Chroniques

par gérard corneloup

Arabella Steinbacher joue le Concerto Op.35 de Korngold
Lawrence Foster dirige l’Orchestre national de Montpellier

Opéra national de Montpellier / Corum
- 6 avril 2012
la jeune et talentueuse violoniste allemande Arabella Steinbacher
© dr

Pour un amoureux de la musique, les merveilles qu’elle contient, le bonheur qu’elle peut offrir, la séduction qu’elle sait exercer sont encore transcendés quand ils sont l’occasion de découvrir une jeune interprète point encore arrivée dans le « peloton » de tête de son art, mais possédant à coup sûr toutes les qualités pour grimper les dernières marches. C’est le cas de la Munichoise Arabella Steinbacher [lire notre entretien], brune sur le programme, blonde sur la scène, et tirant d’enivrantes beautés de son violon… qui plus est un Stradivarius de 1716.

Un bonheur ne venant jamais seul, c’est bien connu, il s’agissait également d’écouter, voire de découvrir une partition peu connue, d’un compositeur qui ne l’est guère plus : le Concerto pour violon et orchestre en ré majeur Op.35 d’Erich Wolfgang Korngold.

D’abord, un enfant prodige, dans l’empire austro-hongrois finissant ; un jeune compositeur apprécié des Viennois, ensuite. Puis un proscrit que la montée du nazisme oblige à traverser l’Atlantique pour le Nouveau Monde. Enfin, un fournisseur habituel et doué de la Warner en musiques de film, de Captain Blood à Robin des Bois. Dans tout cela, il y a heureusement un postlude : la guerre achevée et gagnée, Korngold revint à la musique dite « classique » avec cette partition de 1947, dédiée à Alma Mahler.
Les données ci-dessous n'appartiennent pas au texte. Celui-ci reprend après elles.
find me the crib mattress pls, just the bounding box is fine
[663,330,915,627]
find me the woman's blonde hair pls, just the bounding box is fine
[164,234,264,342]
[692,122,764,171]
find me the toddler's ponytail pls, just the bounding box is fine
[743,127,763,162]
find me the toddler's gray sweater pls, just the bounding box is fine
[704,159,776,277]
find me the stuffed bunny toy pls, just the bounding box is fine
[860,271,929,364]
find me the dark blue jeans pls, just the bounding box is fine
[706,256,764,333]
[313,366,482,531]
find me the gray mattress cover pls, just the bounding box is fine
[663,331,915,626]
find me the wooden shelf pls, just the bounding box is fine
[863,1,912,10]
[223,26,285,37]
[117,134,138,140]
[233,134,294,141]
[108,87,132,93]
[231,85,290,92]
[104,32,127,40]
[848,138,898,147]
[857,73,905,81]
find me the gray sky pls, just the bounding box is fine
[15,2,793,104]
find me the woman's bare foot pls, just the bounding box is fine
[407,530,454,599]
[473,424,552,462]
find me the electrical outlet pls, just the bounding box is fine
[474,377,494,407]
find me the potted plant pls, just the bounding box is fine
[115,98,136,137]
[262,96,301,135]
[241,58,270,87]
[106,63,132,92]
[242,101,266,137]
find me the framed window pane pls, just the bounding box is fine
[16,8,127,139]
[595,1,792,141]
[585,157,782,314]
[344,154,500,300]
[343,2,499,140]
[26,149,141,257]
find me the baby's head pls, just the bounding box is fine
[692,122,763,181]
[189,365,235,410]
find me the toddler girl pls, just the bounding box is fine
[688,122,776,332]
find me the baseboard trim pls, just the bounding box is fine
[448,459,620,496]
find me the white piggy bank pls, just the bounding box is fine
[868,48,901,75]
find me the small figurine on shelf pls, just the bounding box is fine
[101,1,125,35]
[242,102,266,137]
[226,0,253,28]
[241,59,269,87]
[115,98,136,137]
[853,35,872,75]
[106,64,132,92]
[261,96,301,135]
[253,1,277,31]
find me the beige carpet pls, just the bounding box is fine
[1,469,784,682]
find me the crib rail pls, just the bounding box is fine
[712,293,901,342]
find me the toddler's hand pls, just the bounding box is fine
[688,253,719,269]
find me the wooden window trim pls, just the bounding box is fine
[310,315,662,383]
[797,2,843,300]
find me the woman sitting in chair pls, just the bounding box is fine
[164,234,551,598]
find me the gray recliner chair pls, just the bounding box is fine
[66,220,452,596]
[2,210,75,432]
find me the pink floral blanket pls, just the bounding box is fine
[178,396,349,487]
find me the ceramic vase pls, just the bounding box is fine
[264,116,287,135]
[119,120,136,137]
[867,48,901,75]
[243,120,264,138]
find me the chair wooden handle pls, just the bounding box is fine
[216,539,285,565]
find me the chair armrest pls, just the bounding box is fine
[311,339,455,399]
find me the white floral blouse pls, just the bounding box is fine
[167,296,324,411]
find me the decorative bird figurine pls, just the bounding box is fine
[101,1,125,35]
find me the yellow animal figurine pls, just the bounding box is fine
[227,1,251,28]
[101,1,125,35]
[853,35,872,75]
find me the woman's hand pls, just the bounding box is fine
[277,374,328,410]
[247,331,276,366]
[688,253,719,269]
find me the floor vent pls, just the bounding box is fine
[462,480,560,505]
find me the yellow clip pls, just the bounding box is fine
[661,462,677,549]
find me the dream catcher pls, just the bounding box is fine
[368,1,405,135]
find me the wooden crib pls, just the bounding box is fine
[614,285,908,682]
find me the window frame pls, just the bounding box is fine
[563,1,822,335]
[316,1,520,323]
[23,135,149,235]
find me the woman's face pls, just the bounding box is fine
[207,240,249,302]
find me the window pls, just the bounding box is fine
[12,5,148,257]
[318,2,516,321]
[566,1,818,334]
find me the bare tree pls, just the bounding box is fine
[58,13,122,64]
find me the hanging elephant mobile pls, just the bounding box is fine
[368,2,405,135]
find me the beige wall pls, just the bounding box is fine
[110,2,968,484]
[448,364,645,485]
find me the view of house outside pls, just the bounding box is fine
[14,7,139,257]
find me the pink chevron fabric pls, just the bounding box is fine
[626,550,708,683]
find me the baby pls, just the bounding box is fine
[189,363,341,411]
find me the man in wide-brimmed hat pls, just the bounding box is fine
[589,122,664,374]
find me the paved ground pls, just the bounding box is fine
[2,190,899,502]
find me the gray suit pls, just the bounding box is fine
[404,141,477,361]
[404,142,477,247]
Si les trois mouvements habituels sont bien là, les lignes mélodiques reprennent trois thèmes extraits de partitions écrites justement pour le grand écran. Cela aurait pu faire collage, mais ce n’est absolument pas le cas. Sans heurts, avec une continuité du discours habilement conduite, des contrastes bien dosés, des instruments opportunément sollicités telle la clarinette dans le mouvement médian, l’enchainement est aussi habile que réussi. La partie de violon se taille, bien sûr, la part du lion, dès son premier solo introductif, avant que de finir par les élans d’un Allegro final lumineux. Pour Arabella Steinbacher, c’est un parcours sans faute et plein de musicalité, tout comme dans l’autre œuvre, bien différente, inscrite au concert : le Poème d’Ernest Chausson, opus plus souvent joué dont la jeune soliste détaille à merveille la confidentialité, les mélismes et les élans retenus – le tout sous la direction complice de maestro Lawrence Foster.
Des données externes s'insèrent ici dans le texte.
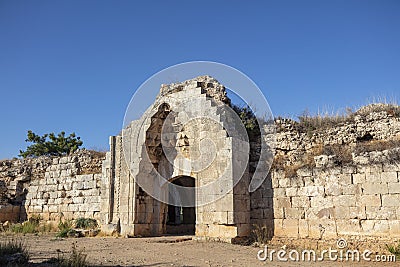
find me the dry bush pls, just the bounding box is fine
[284,164,302,178]
[356,103,400,117]
[322,144,353,164]
[0,238,29,265]
[86,150,106,159]
[296,108,354,134]
[293,103,400,135]
[47,242,88,267]
[251,224,270,245]
[355,137,400,154]
[271,154,287,171]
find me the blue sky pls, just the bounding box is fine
[1,0,399,159]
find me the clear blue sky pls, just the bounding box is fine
[1,0,399,159]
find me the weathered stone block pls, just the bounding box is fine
[362,183,388,195]
[381,172,398,183]
[359,195,381,207]
[273,207,284,219]
[310,196,333,208]
[285,187,298,197]
[301,186,324,197]
[298,219,309,238]
[352,173,365,184]
[292,196,310,208]
[388,182,400,194]
[278,178,291,188]
[349,206,366,219]
[284,208,304,219]
[334,207,350,219]
[338,174,352,185]
[366,206,396,220]
[282,219,298,238]
[336,219,361,235]
[365,173,381,183]
[382,194,400,207]
[274,188,286,197]
[342,184,361,195]
[274,197,291,208]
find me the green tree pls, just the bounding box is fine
[232,104,260,138]
[19,130,83,158]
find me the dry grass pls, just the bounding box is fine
[296,109,354,134]
[272,145,323,178]
[0,238,29,265]
[322,144,353,164]
[46,242,88,267]
[355,137,400,154]
[251,224,270,245]
[277,103,400,135]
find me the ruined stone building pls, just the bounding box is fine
[1,76,400,244]
[101,76,254,241]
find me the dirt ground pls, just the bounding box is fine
[2,234,400,267]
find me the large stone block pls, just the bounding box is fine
[274,197,291,208]
[389,220,400,237]
[292,196,310,208]
[310,196,333,208]
[284,207,304,219]
[336,219,361,235]
[381,172,398,183]
[342,184,361,195]
[301,186,324,197]
[349,206,366,219]
[388,182,400,194]
[281,219,299,238]
[285,187,298,197]
[382,194,400,207]
[366,206,396,220]
[298,219,309,238]
[333,195,356,207]
[352,173,365,184]
[359,195,381,207]
[362,183,388,195]
[334,207,350,219]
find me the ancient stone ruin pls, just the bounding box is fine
[1,76,400,245]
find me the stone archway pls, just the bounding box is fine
[165,175,195,235]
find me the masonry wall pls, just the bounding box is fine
[267,161,399,240]
[0,151,104,222]
[251,104,400,241]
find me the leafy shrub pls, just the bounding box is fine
[75,218,98,230]
[0,238,29,265]
[19,130,83,158]
[56,219,74,238]
[232,104,261,139]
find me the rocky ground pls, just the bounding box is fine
[1,234,399,267]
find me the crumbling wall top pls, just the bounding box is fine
[158,75,231,105]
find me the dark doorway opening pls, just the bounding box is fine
[166,176,195,235]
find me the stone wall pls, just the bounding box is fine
[251,104,400,242]
[0,150,104,222]
[252,155,400,241]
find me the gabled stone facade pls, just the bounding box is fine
[101,76,251,241]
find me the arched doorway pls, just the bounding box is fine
[166,176,195,235]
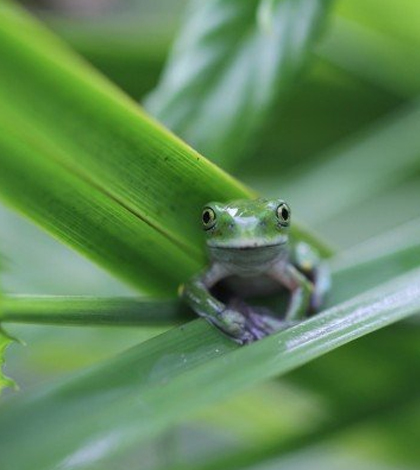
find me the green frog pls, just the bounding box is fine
[181,198,330,345]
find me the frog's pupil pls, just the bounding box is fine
[203,210,211,224]
[281,207,289,220]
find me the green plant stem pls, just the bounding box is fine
[0,296,188,326]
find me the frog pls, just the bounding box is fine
[180,198,330,345]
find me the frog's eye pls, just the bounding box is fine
[202,207,216,230]
[276,203,290,226]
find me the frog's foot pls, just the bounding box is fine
[212,308,256,345]
[247,310,287,334]
[227,299,293,342]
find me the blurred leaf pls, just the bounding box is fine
[0,327,14,394]
[1,240,420,469]
[338,399,420,467]
[146,0,333,168]
[176,325,420,470]
[239,58,402,181]
[0,256,14,394]
[45,17,172,100]
[329,217,420,303]
[318,16,420,97]
[281,100,420,230]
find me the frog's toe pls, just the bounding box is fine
[235,330,256,345]
[217,309,250,339]
[247,311,284,334]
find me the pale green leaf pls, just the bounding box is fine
[146,0,333,167]
[0,327,13,394]
[282,100,420,229]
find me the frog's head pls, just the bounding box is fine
[201,198,291,250]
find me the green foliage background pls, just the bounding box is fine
[0,0,419,469]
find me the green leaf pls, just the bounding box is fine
[282,100,420,230]
[0,328,13,394]
[329,218,420,304]
[1,233,419,470]
[318,0,420,97]
[173,326,420,470]
[0,1,328,297]
[146,0,333,168]
[0,256,14,394]
[43,10,175,100]
[319,16,420,98]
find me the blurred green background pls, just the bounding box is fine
[1,0,420,469]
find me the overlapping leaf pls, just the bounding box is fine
[146,0,333,167]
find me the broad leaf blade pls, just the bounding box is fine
[146,0,333,168]
[0,2,329,297]
[0,109,199,295]
[0,1,248,259]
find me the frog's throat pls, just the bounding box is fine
[208,244,288,275]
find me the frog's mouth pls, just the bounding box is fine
[211,243,284,250]
[207,236,288,250]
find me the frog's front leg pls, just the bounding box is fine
[180,264,256,344]
[269,263,313,323]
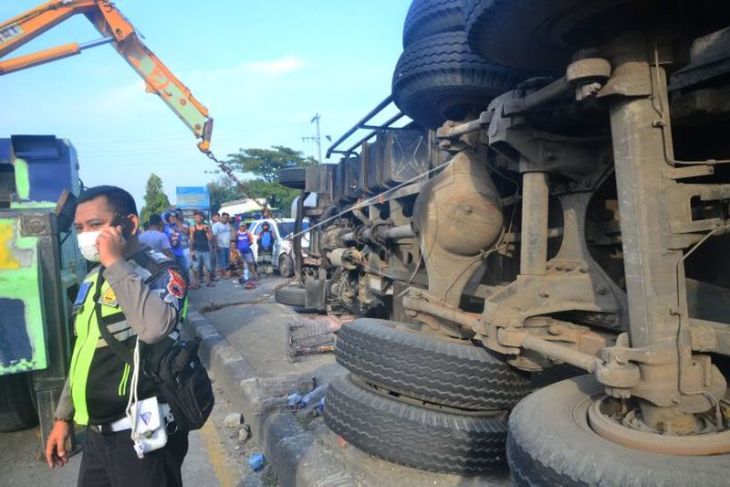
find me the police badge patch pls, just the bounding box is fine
[98,285,119,307]
[167,269,186,299]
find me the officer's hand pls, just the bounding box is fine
[98,225,126,268]
[45,420,71,468]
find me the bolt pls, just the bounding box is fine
[579,265,589,273]
[597,287,608,296]
[538,289,550,299]
[652,120,666,128]
[463,205,473,215]
[544,150,556,161]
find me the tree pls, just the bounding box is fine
[227,145,317,183]
[246,180,300,214]
[206,177,300,216]
[207,178,245,213]
[140,173,171,224]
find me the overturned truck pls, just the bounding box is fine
[278,0,730,483]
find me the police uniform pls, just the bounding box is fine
[54,248,189,487]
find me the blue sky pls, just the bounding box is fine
[1,0,411,207]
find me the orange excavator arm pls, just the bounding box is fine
[0,0,213,152]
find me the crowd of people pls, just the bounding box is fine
[139,210,267,290]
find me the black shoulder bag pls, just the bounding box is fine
[94,267,214,432]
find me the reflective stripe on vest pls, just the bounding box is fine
[68,271,132,425]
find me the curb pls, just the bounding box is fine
[183,310,356,487]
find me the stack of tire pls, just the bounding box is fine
[391,0,529,130]
[323,319,532,475]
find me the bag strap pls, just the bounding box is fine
[93,266,134,365]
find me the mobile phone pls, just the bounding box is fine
[112,214,134,237]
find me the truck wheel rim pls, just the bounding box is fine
[588,395,730,455]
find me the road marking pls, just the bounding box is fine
[199,418,238,487]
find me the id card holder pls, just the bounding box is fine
[130,396,168,458]
[130,397,162,434]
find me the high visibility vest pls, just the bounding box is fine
[67,253,185,425]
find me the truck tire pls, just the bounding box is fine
[392,31,522,129]
[277,254,294,278]
[507,375,730,486]
[278,167,307,190]
[336,318,531,410]
[0,374,38,432]
[403,0,465,48]
[324,374,509,475]
[464,0,729,73]
[275,284,306,307]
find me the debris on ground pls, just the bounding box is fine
[287,315,346,359]
[224,412,244,428]
[248,453,266,472]
[254,375,316,415]
[239,425,252,443]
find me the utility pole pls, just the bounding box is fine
[302,113,322,163]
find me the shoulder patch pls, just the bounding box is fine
[166,269,187,299]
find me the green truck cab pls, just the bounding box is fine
[0,135,85,449]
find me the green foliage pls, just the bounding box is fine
[139,173,171,224]
[246,180,300,213]
[206,177,300,215]
[206,145,317,216]
[227,145,317,183]
[206,178,243,213]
Le chef et l’orchestre se retrouvèrent pour deux partitions bien différentes… et fort inégalement défendues. Passons donc sur une symphonie de Joseph Haydn, en l’occurrence La Reine, dont la luisante translucidité était par trop remplacée par une encombrante épaisseur comme par une direction plombée, métronomique, accablante.

En conclusion de soirée, L’Apprenti sorcier de Paul Dukas offrait plus de plaisir. Une musique élégante, une orchestration vivante et vibrante, des jeux de timbre fort bien servis par les divers pupitres et une direction revenue en situation.